Saturday, June 09, 2007

Legislators Gridlock Congestion Plan

The reaction to yesterday's hearing on the mayor's congestion tax was, well, underwhelming. As the NY Times reports this morning, "State lawmakers gave a cordial but cool reception today to the congestion pricing plan proposed by Mayor Michael Bloomberg, asking whether it amounted to a regressive tax on middle-class and whether its costs were worth its costs were worth the promised benefits."

And in a companion piece by Andy Newman, the Times underscore what we have been emphasizing: "Outside Manhattan, Many Oppose Traffic Plan." The more people become aware of the plan's costs, the more outer borough New Yorkers are going to register their discontent. The fact that the mayor, in his testimony yesterday, admitted that the plan might not alter behavior, but will generate funds, is going to make a lot of folks upset. The money quote: "But Bloomberg said the plan is worth trying, even if it doesn't reduce traffic, just for the public transit money."

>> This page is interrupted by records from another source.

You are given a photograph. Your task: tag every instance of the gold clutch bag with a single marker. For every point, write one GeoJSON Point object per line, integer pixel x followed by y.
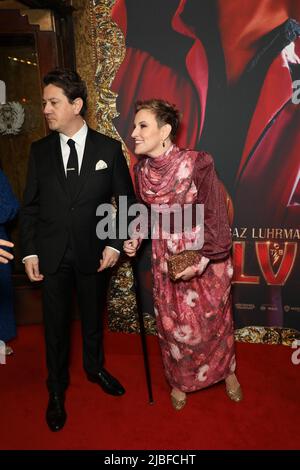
{"type": "Point", "coordinates": [181, 261]}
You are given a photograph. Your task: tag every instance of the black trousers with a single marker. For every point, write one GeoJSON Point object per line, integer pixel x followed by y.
{"type": "Point", "coordinates": [58, 289]}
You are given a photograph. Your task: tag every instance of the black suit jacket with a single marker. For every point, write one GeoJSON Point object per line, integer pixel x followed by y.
{"type": "Point", "coordinates": [50, 218]}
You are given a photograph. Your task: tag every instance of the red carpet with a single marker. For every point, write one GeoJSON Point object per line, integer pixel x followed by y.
{"type": "Point", "coordinates": [267, 418]}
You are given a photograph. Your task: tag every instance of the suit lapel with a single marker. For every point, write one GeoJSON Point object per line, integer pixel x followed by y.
{"type": "Point", "coordinates": [58, 162]}
{"type": "Point", "coordinates": [87, 163]}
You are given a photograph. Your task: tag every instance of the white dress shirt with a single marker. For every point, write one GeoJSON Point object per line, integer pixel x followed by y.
{"type": "Point", "coordinates": [79, 139]}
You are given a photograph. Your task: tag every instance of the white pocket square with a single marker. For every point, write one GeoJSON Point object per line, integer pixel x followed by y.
{"type": "Point", "coordinates": [100, 165]}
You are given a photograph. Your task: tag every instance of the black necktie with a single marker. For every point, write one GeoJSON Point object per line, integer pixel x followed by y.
{"type": "Point", "coordinates": [72, 168]}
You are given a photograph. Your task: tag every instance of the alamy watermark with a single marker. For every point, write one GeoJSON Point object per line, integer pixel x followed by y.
{"type": "Point", "coordinates": [158, 221]}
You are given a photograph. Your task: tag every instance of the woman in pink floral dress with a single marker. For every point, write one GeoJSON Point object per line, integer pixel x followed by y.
{"type": "Point", "coordinates": [193, 313]}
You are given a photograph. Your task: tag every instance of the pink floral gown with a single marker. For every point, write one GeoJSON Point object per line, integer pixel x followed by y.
{"type": "Point", "coordinates": [194, 318]}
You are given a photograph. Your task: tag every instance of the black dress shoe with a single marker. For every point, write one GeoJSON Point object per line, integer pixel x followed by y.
{"type": "Point", "coordinates": [56, 415]}
{"type": "Point", "coordinates": [107, 382]}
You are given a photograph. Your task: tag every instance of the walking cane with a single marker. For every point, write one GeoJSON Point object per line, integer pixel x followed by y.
{"type": "Point", "coordinates": [142, 329]}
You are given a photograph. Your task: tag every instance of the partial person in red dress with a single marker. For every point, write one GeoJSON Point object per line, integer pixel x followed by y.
{"type": "Point", "coordinates": [194, 312]}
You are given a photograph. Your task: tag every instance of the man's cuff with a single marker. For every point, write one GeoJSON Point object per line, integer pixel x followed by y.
{"type": "Point", "coordinates": [29, 256]}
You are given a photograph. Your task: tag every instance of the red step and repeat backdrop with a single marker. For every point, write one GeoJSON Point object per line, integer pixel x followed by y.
{"type": "Point", "coordinates": [233, 69]}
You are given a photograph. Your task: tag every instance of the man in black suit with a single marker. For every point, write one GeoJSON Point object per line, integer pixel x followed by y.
{"type": "Point", "coordinates": [71, 172]}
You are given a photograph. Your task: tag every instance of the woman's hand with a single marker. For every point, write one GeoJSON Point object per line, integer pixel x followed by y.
{"type": "Point", "coordinates": [187, 274]}
{"type": "Point", "coordinates": [130, 247]}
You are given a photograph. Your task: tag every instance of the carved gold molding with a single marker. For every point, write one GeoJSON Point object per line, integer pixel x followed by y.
{"type": "Point", "coordinates": [43, 18]}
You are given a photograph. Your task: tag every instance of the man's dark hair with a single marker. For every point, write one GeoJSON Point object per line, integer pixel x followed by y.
{"type": "Point", "coordinates": [71, 84]}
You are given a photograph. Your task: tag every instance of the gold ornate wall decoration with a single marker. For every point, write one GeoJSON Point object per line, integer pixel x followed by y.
{"type": "Point", "coordinates": [43, 18]}
{"type": "Point", "coordinates": [108, 53]}
{"type": "Point", "coordinates": [267, 335]}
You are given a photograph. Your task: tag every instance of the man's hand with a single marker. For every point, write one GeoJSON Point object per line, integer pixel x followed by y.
{"type": "Point", "coordinates": [109, 258]}
{"type": "Point", "coordinates": [32, 269]}
{"type": "Point", "coordinates": [5, 256]}
{"type": "Point", "coordinates": [130, 247]}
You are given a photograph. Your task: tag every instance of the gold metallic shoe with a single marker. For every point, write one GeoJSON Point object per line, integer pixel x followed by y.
{"type": "Point", "coordinates": [235, 395]}
{"type": "Point", "coordinates": [8, 351]}
{"type": "Point", "coordinates": [178, 404]}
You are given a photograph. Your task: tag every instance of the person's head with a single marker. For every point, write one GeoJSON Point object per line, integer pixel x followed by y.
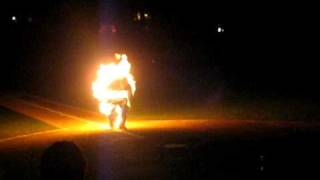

Which is exactly what most average people believe-the congestion scheme is simply another tax on middle class New Yorkers. Many of those interviewed by the Times found the idea "appalling." As the paper noted: "But it was plainly the very idea of adding yet another expense to the cost of doing business in the city that irritated those who live in New York City, even if they live a considerable distance from Manhattan."

As Assemblyman Richard Brodsky said yesterday, calling the tax "regressive," "If there's a proposal that's fairer, and that's practical, we should adopt it." Clearly, however, most of the assembly folks, reacting "skeptically" to the mayor's plan, don't think that this proposal is the one. And there is certainly no impulse to move quickly either Denny Farrell's comments are to this point: "This is not a time for haste, but for thoughtful consideration." Given all of this we kind of wonder what The Observer was seeing at yesterday's confab.

All of which should mean that Speaker Silver is in no mood to rush, and in fact the Post's Fred Dicker believes that Shelly will kill the plan, seeing it as a back door commuter tax that will hurt his members in Brooklyn and Queens particularly. All of the moaning by the Daily News editorialists on this issue won't change the perceptions of the Speaker, nor will it convince most New Yorkers that this congestion pricing tax makes sense.